Zur erhaltenen überlieferten Anlage gehören der Grenzverlauf mit der Einfriedung, der Wegeverlauf, die einheitliche Ausrichtung der Gräber in Richtung Osten („Ostung“) und alte Eschen westlich vor dem Kirchturm, von jeher als Windschutz vor die Kirchtürme gesetzt und in der Art typisch für Dorffriedhöfe. In den Grabfeldern um die Kirche herum liegen die ältesten Grabstätten des Friedhofs: Die älteste der Familie Grieffenhagen von 1836 mit Grabplatten auf der Familiengruft sowie die Grabstätte der Familie Diestel. Deren eiserne Grabgitter geben Zeugnis von der Schmiedekunst zur Zeit des Jugendstils. Das Grabfeld rund um die Kirche ist in bevorzugter Lage, die ästhetisch gelungene Art der Grabstätten und Grabmale ist hier für das Friedhofsbild besonders wichtig. Die in letzter Zeit erfolgte Restaurierung der alten Substanz seitens der Eigentümer sowie die Rückverlegung einer Familiengrabstätte in diesen Friedhofsteil widerspiegelt auch die Wertschätzung für die Gesamtanlage.

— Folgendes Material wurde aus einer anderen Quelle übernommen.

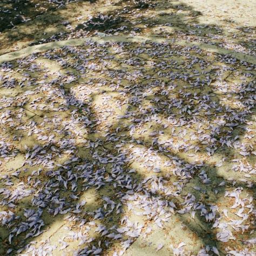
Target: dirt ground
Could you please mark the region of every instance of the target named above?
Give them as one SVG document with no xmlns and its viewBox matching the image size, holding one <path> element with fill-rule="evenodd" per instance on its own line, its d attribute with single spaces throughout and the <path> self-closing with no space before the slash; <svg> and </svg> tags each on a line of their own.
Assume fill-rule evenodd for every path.
<svg viewBox="0 0 256 256">
<path fill-rule="evenodd" d="M 254 4 L 2 1 L 0 255 L 255 255 Z"/>
</svg>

In den Grabfeldern nahe der Kirche befinden sich zahlreiche Familiengräber, die hier aus der Belegungsphase des 19. Jh. erhalten sind sowie die Familiengräber aus jüngerer Zeit, darunter Grabstellen alteingesessener Bauernfamilien, die sich jeweils durch eine einheitliche Grabgestaltung wie der Einfassung, dem Grabkreuz/Kreuzstein und den Grabsteinen in Form von Obelisken auszeichnen.

Grabstein
Grabsteine in Form von Obelisken (Foto: Werner)

An zahlreichen weiteren Gräbern finden sich steinerne Grabkreuze. Erhalten sind die Grabkreuze ehemaliger Pastoren der Kirchengemeinde. Außerdem sind einige schöne, bruchraue Grabsteine aus dem 20. Jh. noch an ihrem ursprünglichen Platz zu finden.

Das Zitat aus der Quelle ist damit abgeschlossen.